Thursday, January 3, 2019

SIMULTANEITIES III: Semley's Necklace

This story evokes, for me, both Aldiss and Tolkien; it makes me wonder if the basis for SF is racism; if, at the same time, SF is inherently post-colonial. Le Guin, Aldiss, Tolkien, all from 'dominant' societies: none subaltern, except in the case of Le Guin (her gender).

So is this her advantage in the end; is this why she can get away with casting her obvious anthropological knowledge of different cultures, peoples, races in terms of different species? Characters within this story correct each other when 'derogatory' terms like 'troglodyte' are used, but does this get the author off the hook?

Helliconia is somehow present here, in how a gaze, looking from outside, uses ideas of scientific classification to present the life-forms being observed. I don't know enough SF lore to know which way the fertilisation goes.  But clearly both Aldiss and Le Guin were writing 'social'/anthropological science fiction.

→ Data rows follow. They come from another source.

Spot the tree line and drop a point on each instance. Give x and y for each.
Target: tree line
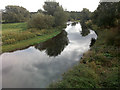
(53, 15)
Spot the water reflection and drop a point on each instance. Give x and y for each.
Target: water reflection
(54, 46)
(85, 30)
(40, 65)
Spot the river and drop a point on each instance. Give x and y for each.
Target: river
(40, 65)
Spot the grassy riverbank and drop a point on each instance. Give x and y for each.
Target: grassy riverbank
(16, 36)
(99, 67)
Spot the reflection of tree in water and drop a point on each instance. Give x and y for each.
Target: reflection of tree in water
(54, 46)
(93, 40)
(85, 30)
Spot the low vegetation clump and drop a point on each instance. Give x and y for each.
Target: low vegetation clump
(35, 27)
(99, 67)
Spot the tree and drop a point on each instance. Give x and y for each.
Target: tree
(106, 14)
(15, 14)
(50, 7)
(41, 21)
(54, 9)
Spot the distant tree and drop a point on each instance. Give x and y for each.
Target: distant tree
(41, 21)
(50, 7)
(54, 9)
(15, 14)
(85, 15)
(61, 17)
(106, 14)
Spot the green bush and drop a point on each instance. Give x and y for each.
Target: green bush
(113, 37)
(41, 21)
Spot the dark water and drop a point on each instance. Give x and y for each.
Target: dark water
(42, 64)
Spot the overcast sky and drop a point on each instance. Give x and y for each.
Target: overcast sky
(70, 5)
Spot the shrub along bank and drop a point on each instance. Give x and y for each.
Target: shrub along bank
(99, 67)
(17, 36)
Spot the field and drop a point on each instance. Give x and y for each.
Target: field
(16, 36)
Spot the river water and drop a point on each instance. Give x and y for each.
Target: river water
(40, 65)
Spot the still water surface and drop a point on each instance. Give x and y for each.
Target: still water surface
(44, 63)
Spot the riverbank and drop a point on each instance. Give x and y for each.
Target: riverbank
(99, 67)
(16, 36)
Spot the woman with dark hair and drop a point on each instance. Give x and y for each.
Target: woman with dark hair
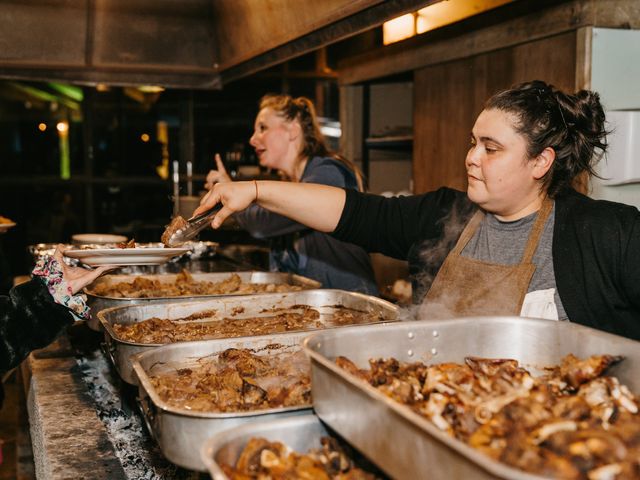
(521, 240)
(37, 311)
(287, 138)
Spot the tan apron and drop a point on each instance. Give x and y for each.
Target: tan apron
(466, 287)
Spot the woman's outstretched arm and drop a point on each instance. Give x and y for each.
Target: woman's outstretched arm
(317, 206)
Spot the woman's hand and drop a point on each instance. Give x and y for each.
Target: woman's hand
(76, 277)
(234, 196)
(217, 176)
(316, 206)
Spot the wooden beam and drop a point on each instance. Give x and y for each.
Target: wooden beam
(339, 30)
(511, 25)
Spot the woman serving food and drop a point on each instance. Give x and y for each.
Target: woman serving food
(287, 138)
(520, 241)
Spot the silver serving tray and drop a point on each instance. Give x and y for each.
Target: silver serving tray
(301, 433)
(407, 445)
(100, 302)
(181, 433)
(120, 351)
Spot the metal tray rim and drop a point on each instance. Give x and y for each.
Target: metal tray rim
(106, 325)
(144, 381)
(492, 466)
(301, 280)
(220, 439)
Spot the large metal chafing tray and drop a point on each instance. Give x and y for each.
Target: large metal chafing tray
(408, 446)
(100, 302)
(300, 433)
(325, 301)
(180, 433)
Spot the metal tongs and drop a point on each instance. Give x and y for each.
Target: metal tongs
(194, 226)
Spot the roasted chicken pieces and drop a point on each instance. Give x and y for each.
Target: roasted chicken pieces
(571, 422)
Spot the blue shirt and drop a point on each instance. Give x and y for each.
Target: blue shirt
(296, 248)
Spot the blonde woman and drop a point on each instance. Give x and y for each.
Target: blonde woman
(287, 138)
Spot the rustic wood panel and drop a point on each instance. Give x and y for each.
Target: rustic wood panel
(146, 34)
(449, 97)
(246, 28)
(248, 45)
(524, 21)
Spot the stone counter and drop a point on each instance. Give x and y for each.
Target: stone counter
(83, 421)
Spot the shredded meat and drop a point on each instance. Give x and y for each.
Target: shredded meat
(204, 325)
(186, 285)
(128, 244)
(262, 459)
(176, 224)
(238, 380)
(572, 422)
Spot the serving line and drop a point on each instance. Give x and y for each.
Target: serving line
(83, 423)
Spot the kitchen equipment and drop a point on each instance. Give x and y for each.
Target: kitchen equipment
(194, 226)
(180, 433)
(97, 238)
(100, 302)
(300, 433)
(407, 445)
(125, 256)
(120, 351)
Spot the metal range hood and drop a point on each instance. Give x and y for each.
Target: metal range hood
(173, 43)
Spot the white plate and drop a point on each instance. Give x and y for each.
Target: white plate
(97, 238)
(6, 226)
(125, 256)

The approach makes it automatically feel a lot more like fantasy than science fiction, though clearly there is a spectrum. The sections containing 'reports' on the species, on the progress of their civilisations and their technologies would seem to be the only 'scientific' part about these stories.

Telekinesis, telepathy, these are present in the life-forms, in how the Gdemiar and the Fiia peoples communicate, and these 'technologies' present a stronger cognitive challenge that constitutes for the reader the 'novum' of the story.

The protagonist is chasing down a piece of jewellery that is 'on loan': "All the Exotica are technically on loan, not our property, since these claims come up now and then. We seldom argue. Peace above all, until the War comes..."

And the tone is pacifist, as are the actions taken by various characters. The fantasy flows from strength to strength, though we can tell it is an 'early' Le Guin, an adumbration glints within. There is a post-colonial sensibility to the critical commentary produced in and through the actions and objects herein, and we would expect no less of any stage of Le Guin.

She is a genus unto herself, her technology post-colonial, advanced. She has no ax to grind, but her strength lies in projecting a moral economy through story, a sense of doing what is right in the face of challenge, threat, men.